Meski tak jauh berbeda dengan flu biasa, tapi Cahya mengimbau masyarakat untuk tetap waspada. Terlebih, Sleman menjadi salah satu tujuan favorit wisatawan selama libur lebaran. Tingginya mobilitas masyarakat ini menjadikan potensi penularan menjadi lebih besar. Masyarakat diimbau untuk terus melakukan cuci tangan, memakai masker, dan jaga jarak (Cita Mas Jajar).
“Cuci tangan, pakai sabun dan air mengalir tolong tetap disiapkan di masing-masing tempat terutama tempat-tempat umum. Kemudian memakai masker bagi mereka yang sakit flu terutama dan kemudian jaga-jaga kalau memang memungkinkan,” ujarnya.

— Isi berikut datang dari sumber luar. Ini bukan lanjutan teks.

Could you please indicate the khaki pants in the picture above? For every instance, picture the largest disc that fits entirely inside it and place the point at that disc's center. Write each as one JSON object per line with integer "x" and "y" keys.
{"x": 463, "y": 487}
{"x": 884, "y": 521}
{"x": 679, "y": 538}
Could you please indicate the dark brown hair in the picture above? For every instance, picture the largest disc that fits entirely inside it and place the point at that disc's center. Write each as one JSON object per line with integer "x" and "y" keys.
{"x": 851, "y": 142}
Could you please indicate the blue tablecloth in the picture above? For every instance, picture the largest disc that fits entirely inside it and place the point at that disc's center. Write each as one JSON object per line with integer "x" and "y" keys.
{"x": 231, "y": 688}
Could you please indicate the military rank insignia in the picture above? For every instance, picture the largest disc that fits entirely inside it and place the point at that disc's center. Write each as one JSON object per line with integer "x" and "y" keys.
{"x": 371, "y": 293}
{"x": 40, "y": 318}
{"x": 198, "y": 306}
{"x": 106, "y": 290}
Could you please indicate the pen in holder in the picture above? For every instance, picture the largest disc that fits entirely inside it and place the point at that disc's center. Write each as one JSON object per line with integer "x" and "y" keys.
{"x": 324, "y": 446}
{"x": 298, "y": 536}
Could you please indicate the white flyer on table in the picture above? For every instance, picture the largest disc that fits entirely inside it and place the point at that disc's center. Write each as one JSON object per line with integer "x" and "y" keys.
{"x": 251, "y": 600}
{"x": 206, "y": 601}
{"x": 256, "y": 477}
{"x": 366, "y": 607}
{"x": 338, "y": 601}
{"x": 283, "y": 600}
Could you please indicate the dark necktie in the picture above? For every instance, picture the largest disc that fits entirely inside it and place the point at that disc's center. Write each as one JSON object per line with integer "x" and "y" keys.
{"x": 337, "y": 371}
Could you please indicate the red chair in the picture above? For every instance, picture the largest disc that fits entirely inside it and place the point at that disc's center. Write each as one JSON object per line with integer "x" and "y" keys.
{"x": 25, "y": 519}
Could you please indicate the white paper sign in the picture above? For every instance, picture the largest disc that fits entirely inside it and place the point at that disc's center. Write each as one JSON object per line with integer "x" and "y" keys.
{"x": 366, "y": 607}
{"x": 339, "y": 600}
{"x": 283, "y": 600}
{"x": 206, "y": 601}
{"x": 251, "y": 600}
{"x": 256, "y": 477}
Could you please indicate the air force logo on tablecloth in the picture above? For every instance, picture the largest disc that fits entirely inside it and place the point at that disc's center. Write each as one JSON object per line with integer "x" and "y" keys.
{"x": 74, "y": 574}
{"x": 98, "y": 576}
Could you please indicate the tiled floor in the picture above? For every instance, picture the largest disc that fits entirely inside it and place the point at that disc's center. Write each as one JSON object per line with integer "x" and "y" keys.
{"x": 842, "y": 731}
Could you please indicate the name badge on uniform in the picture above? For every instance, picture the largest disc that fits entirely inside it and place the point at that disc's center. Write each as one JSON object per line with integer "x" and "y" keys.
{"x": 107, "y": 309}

Cahya menambahkan, virus ini terbilang tak berbahaya. Namun, kondisinya akan berbalik jika menular kepada kelompok rentan seperti lansia ataupun penderita diabetes. Untuk itu, dia mendorong kelompok rentan untuk rutin melakukan vaksinasi influenza tahunan.
“Sehingga pada saat banyak kunjungan ke sini ada virus flu atau istilahnya influenza like illness, kita sudah bisa bertahan,” ucap Cahya.
Kata Kunci / Tags
Rekomendasi Berita
Memuat berita terbaru.....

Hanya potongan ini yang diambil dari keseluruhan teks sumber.